My spam folder was full this morning (neglected by me over the holidays) and just as I was about to delete the ubiquitous penile enhancement posts, I was tickled to see a couple of messages from Santa…
“Your article really did turn the light on for me personally as far as this specific subject matter goes.” Signed: Santa Claus Calls
“In the grand scheme of things you actually get an A for effort and hard work.

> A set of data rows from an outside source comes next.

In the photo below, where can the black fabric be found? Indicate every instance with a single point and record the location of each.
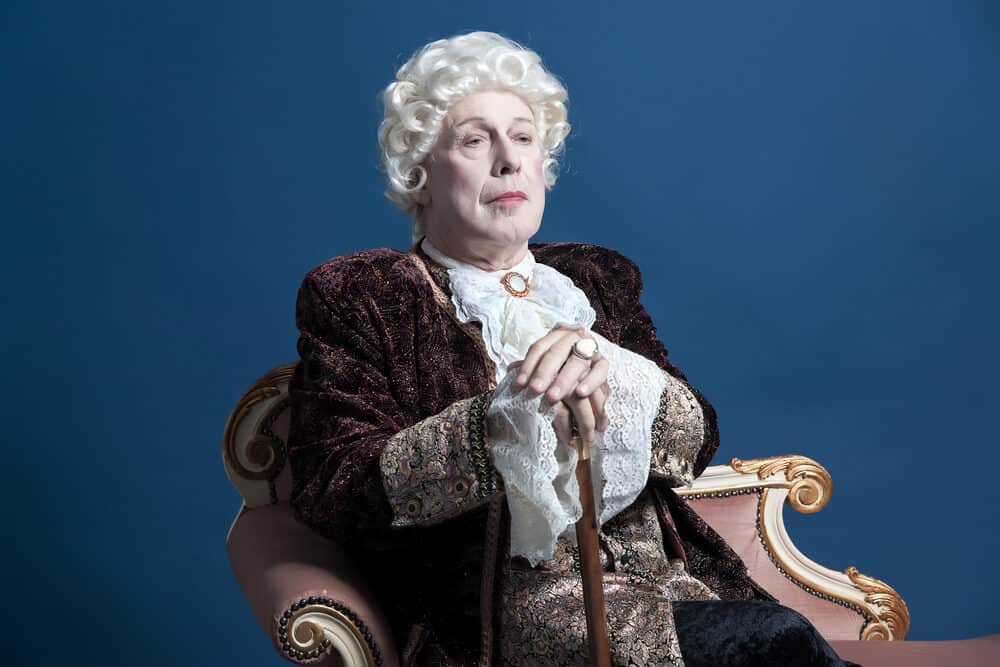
(749, 633)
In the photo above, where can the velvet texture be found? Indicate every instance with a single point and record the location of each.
(749, 633)
(380, 350)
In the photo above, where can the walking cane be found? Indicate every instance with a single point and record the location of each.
(590, 558)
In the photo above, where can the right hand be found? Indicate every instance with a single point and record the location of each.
(586, 401)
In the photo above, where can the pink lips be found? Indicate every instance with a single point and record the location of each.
(510, 197)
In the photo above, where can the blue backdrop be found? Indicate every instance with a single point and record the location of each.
(811, 190)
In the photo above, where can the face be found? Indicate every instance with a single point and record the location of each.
(488, 146)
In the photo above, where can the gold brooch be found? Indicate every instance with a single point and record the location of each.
(505, 281)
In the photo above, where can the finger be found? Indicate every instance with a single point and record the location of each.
(552, 362)
(595, 377)
(585, 419)
(535, 353)
(568, 377)
(561, 425)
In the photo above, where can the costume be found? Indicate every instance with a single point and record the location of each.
(387, 363)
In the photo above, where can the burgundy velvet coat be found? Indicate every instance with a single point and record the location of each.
(381, 350)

For right now I shall subscribe to your position.” Signed: SClauswerks
Santa’s style sure reflects his spirit, unlike the other 98%:
“I was wondering how to cure acne naturally, and then I found your blog.” Signed: Rickets (Yuck!)

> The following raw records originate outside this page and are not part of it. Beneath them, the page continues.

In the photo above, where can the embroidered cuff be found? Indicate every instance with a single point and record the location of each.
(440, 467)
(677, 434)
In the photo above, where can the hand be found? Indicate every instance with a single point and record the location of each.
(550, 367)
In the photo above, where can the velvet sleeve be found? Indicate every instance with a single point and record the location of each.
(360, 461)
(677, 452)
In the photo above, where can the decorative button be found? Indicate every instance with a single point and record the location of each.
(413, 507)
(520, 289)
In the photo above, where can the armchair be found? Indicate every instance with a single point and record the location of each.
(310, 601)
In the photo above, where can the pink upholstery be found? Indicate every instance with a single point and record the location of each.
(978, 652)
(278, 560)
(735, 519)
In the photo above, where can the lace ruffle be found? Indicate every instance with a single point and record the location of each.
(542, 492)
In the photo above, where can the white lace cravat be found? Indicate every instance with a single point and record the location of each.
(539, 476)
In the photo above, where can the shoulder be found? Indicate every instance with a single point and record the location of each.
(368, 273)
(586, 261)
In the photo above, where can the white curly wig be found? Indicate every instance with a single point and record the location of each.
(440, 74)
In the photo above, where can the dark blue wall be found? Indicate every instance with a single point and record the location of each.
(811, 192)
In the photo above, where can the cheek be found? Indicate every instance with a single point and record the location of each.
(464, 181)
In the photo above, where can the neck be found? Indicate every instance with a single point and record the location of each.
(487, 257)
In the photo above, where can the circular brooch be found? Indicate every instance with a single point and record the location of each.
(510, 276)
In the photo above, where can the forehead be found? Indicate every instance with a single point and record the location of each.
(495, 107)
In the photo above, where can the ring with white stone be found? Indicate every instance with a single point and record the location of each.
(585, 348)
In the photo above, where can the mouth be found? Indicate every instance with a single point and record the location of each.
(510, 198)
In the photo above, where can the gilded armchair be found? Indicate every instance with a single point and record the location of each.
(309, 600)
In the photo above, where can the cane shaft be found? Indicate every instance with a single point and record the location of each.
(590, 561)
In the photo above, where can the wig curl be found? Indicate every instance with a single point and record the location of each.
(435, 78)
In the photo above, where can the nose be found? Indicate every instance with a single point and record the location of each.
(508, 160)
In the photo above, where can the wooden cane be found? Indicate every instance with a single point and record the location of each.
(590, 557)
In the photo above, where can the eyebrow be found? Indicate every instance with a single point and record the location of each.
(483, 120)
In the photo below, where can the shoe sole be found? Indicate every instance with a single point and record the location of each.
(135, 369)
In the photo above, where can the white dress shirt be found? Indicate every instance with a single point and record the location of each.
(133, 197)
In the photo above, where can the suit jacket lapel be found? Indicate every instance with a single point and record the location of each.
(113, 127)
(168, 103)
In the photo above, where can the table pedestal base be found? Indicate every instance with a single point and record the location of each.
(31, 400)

“1st, you wish a 3-season sleeping bag with the casket and the semi-rectangular style; the added amore due to the abridgement of autogenous space.” Signed “Polo Outlet Online”.
(WHY NOT “Casket Sleeping Bags”?) Go figure.
Asian language spam is on the rise:
And… *blush*… I actually used Google Translate: “Even though a little higher at the surface that could hurt excessive force to account for, and the effect of hair care reached three times greater risk of burden.” Signed: Luxury-Brand-something.
OK – enough! But then I saw one of Santa’s comments that seemed rather sleep-deprived, or even delusional:
“I like this information and it has given me some sort of desire to succeed for some reason.”
Unless… d’you suppose Santa struggles with self-esteem, just like the rest of us?
Guess I’ll check my Santa-Spam next December.
And now… (She presses DELETE.) On with 2013.